Looking for a method where one can pass in specific bit positions. I'm not sure how I would create a mask that changes given the input, or even if that is how one should go about doing it.
I know this is how one would get the front say 10 bits of an int: (I think)
int x = num >> 22;
Say you have a number n, and want bits from i to j (i=5, j=10).
Note, that i=0 will give you the last bit
int value = n & (((1 << (j-i)) - 1) << i );
will give you the result.
The left part is obvious: you have a value, and you will put a bitmask on it.
The value of the mask is ((1 << (j-i)) - 1) << i. It says:
Take a 1 bit (value: 0000000000000001)
Shift it left j-i times (value: 2^(10-5) = 2^5 = 32 = 0000000000100000)
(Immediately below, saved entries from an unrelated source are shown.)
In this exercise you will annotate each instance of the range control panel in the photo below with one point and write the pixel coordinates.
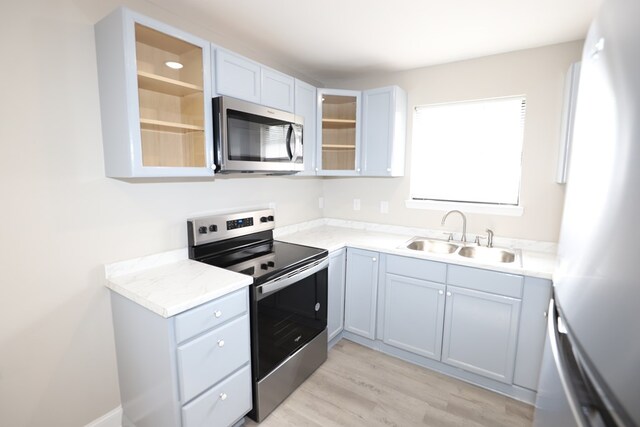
(213, 228)
(239, 223)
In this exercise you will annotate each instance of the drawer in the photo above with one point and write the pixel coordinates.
(212, 356)
(211, 314)
(223, 404)
(417, 268)
(485, 280)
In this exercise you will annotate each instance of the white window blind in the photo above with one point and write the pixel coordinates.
(468, 151)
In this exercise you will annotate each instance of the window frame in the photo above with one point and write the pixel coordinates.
(469, 206)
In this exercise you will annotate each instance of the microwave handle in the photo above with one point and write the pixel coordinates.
(290, 135)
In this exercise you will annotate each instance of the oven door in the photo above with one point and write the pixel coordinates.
(288, 313)
(254, 138)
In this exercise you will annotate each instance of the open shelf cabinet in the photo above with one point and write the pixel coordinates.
(339, 134)
(155, 95)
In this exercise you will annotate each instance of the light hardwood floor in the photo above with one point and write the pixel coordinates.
(358, 386)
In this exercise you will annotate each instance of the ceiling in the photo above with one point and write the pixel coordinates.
(335, 39)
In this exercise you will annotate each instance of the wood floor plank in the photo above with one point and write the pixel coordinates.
(360, 387)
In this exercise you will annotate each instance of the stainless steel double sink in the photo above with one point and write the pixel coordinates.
(480, 253)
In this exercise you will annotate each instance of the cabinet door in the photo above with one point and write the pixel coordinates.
(237, 76)
(414, 315)
(335, 309)
(384, 118)
(338, 134)
(361, 291)
(277, 90)
(480, 332)
(155, 98)
(305, 107)
(533, 328)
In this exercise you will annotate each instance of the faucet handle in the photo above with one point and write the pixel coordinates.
(489, 237)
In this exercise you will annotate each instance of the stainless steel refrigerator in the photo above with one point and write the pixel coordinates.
(591, 368)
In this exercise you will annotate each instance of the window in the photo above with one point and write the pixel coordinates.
(469, 152)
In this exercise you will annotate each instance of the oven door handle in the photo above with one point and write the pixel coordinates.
(291, 278)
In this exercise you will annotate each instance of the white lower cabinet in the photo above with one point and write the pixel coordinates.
(413, 315)
(480, 332)
(220, 405)
(453, 318)
(360, 293)
(193, 369)
(335, 308)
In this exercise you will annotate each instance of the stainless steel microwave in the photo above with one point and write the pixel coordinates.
(253, 138)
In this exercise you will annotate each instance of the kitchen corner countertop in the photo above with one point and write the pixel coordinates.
(169, 283)
(177, 286)
(534, 264)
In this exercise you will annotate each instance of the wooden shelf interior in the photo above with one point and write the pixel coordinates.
(171, 101)
(160, 125)
(166, 85)
(338, 132)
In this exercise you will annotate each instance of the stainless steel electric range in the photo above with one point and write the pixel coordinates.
(288, 298)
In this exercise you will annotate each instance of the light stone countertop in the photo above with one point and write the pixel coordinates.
(177, 286)
(169, 283)
(533, 263)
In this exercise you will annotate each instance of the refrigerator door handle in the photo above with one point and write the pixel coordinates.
(562, 367)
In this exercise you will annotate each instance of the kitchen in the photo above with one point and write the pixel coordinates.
(68, 215)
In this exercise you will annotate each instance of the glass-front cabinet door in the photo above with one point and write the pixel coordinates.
(338, 132)
(155, 95)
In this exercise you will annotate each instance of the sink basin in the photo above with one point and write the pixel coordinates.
(482, 253)
(433, 246)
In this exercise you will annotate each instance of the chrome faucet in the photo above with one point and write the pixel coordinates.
(464, 224)
(489, 238)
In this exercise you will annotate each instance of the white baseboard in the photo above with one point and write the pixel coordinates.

Deduct 1 (value: 31 = 0000000000011111) - have you seen the lowest bits reversed?
Shift it left i times (value: 31*32=992 = 0000001111100000)
So, you have got the bitmask for bits 5 - 10 (more precisely, from 5 to 9, since 10th is not included).
To obtain value of bit 1 (bits are indexed from 0 to 31)
int val = bits & 0x002;
To obtain value of bit 16
int val = bits & (1<<16);
To obtain value of bit n
int val = bits & (1<<n);
If I have a byte, how would the method look to retrieve a bit at a certain position?
Here is what I have know, and I don't think it works.
public byte getBit(int position) {
return (byte) (ID >> (position - 1));
}
where ID is the name of the byte I am retrieving information from.
public byte getBit(int position)
{
return (ID >> position) & 1;
}
Right shifting ID by position will make bit #position be in the furthest spot to the right in the number. Combining that with the bitwise AND & with 1 will tell you if the bit is set.
position = 2
ID = 5 = 0000 0101 (in binary)
ID >> position = 0000 0001
0000 0001 & 0000 0001( 1 in binary ) = 1, because the furthest right bit is set.
You want to make a bit mask and do bitwise and. That will end up looking very close to what you have -- use shift to set the appropriate bit, use & to do a bitwise op.
So
return ((byte)ID) & (0x01 << pos) ;
where pos has to range between 0 and 7. If you have the least significant bit as "bit 1" then you need your -1 but I'd recommend against it -- that kind of change of position is always a source of errors for me.
to get the nth bit in integer
return ((num >> (n-1)) & 1);
In Java the following works fine:
if (value << ~x < 0) {
// xth bit set
} else {
// xth bit not set
}
value and x can be int or long (and don't need to be the same).
Word of caution for non-Java programmers: the preceding expression works in Java because in that language the bit shift operators apply only to the 5 (or 6, in case of long) lowest bits of the right hand side operand. This implicitly translates the expression to value << (~x & 31) (or value << (~x & 63) if value is long).
Javascript: it also works in javascript (like java, only the lowest 5 bits of shift count are applied). In javascript any number is 32-bit.
Particularly in C, negative shift count invokes undefined behavior, so this test won't necessarily work (though it may, depending on your particular combination of compiler/processor).